Etta smiled--almost relenting. She was never quite safe against her own vanity. Happy the woman who is, and rare.
"I suspect that the violet is innocent of any desire to enter into competition," said Etta.
"Knowing," suggested De Chauxville, "that although the race is not always to the swift, it is usually so. Please do not stand. It suggests that you are waiting for me to go or for some one else to come."
"Neither."
"Then prove it by taking this chair. Thus. Near the fire, for it is quite an English spring. A footstool. Is it permitted to admire your slippers--what there is of them? Now you look comfortable."
He attended to her wants, divined them, and perhaps created them with a perfect grace and much too intimate a knowledge.

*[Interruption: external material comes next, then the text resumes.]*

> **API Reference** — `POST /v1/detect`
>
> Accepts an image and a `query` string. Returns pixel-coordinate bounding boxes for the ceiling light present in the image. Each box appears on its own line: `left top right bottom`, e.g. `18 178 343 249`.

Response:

As a carpet knight he was faultless. And Etta thought of Paul, who could do none of these things--or would do none of them--Paul, who never made her feel like a doll.
"Will you not sit down?" she said, indicating a chair, which he did not take. He selected one nearer to her.
"I can think of nothing more desirable."
"Than what?" she asked. Her vanity was like a hungry fish. It rose to everything.
"A chair in this room."
"A modest desire," she said. "Is that really all you want in this world?"
"No," he answered, looking at her.
She gave a little laugh and moved rather hurriedly.
"I was going to suggest that you could have both at certain fixed periods--whenever--I am out."
"I am glad you did not suggest it."
"Why?" she asked sharply.
"Because I should have had to go into explanations. I did not say all."
Mrs. Bamborough was looking into the fire, only half listening to him.
There was something in the nature of a duel between these two. Each thought more of the next stroke than of the present party.
"Do you ever say all, M. de Chauxville?" she asked.